Orson Welles dans «Citizen Kane».

Orson Welles dans «Citizen Kane».

Le chef-d'œuvre d'Orson Welles est le film préféré du candidat républicain. Mais en a-t-il bien saisi toutes les implications?

OUVERTURE AU NOIR – TRUMP TOWER

 

Un travelling vertical balaie le gratte-ciel de bas en haut. La caméra pénètre, par une fenêtre, dans le bureau d'un Donald Trump très vieilli. Tenant à la main les résultats de la présidentielle 2016, il s'effondre en lâchant un seul mot, sa bouche filmée en gros plan: «SAD!».

D'outre-tombe, Donald Trump serait sans doute flatté que son futur biopic commence par ce genre de scène imitant le prologue de son film préféré: Citizen Kane. Le milliardaire a fait part à de nombreuses reprises de son goût pour le premier long métrage d'Orson Welles, élu à plusieurs reprises meilleur film de tous les temps par un panel de critiques. On ne parle pas là d'un titre lâché pour faire cinéphile en pleine campagne présidentielle, mais d'une affection durable pour le cinéaste et sa vision «captivante» et «énigmatique» du pouvoir. Dès 2005, Trump en faisait part à un de ses biographes, dans des termes peu châtiés qui ont déclenché le courroux de la famille Welles:

«J'adorais Orson Welles. Il était complètement paumé. Un véritable chantier. Mais songez à ses femmes. Songez à ses réussites. Il était cet immense génie qui n'a jamais réussi passé 26 ans. Il est devenu totalement impossible. Il pensait que tout le monde était un crétin, était ceci, était cela; quand on lui donnait un budget, il le multipliait par vingt et détruisait tout.»

«Citizen Trump»

Si Trump aime autant Citizen Kane, c'est bien sûr parce qu'il s'est reconnu dans son héros Charles Foster Kane, et qu'on l'y a reconnu. Dès septembre 1987, alors que couraient déjà des rumeurs sur une candidature à la présidentielle, Newsweek publiait une longue enquête titrée «Citizen Trump» où l'on pouvait lire que «aux yeux de ses ennemis –et il en a en abondance–, son flirt avec la politique confirme leurs pires soupçons: ils le voient comme un Citizen Kane qui aurait traversé l'écran, un tycoon arrogant dont l'ambition insatiable le pousse à convoiter le pouvoir politique».

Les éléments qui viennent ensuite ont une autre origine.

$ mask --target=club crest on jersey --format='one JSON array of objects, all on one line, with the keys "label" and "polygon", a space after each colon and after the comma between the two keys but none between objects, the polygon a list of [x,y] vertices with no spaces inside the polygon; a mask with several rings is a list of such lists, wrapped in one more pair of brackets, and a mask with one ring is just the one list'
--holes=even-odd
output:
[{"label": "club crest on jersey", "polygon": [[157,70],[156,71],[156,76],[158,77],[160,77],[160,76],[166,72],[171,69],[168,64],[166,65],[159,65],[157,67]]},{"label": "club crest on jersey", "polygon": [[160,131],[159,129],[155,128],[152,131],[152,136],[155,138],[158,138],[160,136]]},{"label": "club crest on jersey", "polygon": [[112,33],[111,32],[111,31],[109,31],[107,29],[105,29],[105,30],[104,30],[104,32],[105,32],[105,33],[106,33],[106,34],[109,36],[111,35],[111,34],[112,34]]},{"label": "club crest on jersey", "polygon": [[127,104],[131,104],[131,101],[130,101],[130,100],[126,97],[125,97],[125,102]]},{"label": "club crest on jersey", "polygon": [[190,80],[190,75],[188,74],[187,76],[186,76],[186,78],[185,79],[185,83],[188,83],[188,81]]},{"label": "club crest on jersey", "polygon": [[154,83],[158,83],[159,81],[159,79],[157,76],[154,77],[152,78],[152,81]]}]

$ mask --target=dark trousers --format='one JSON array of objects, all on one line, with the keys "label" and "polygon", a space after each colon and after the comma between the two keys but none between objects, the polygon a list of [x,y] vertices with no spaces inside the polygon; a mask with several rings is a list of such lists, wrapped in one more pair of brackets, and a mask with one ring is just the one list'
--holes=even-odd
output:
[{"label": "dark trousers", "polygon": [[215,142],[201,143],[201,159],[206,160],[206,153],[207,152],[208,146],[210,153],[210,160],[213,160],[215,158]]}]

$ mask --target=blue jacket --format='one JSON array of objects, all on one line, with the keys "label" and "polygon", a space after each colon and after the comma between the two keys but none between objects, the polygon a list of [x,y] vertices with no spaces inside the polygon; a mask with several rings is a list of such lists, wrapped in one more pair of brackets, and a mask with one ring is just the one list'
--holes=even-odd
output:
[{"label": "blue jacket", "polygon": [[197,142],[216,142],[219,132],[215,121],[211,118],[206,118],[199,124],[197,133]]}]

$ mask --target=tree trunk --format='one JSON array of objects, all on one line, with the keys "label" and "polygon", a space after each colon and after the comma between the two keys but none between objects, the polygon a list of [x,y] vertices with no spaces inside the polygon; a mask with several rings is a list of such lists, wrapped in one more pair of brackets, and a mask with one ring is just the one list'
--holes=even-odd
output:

Le personnage de milliardaire imaginé par Welles était nourri de plusieurs personnalités réelles, dont le magnat de la presse William Randolph Hearst, qui représenta quatre ans New York au Congrès et échoua, en 1904, à obtenir l'investiture du Parti démocrate pour la présidentielle. Hurst a inspiré Kane, et Trump ressemble à Hurst: «Ils sont tous les deux des outsiders, qui cherchent à se faire élire à travers des partis établis, expliquait récemment le spécialiste des médias W. Joseph Campbell. Ils affirment parler au nom d'une classe laborieuse défavorisée ou négligée. [...] Ils sont tous les deux décrits comme inaptes aux hautes fonctions politiques et ils inspirent des critiques véhémentes.»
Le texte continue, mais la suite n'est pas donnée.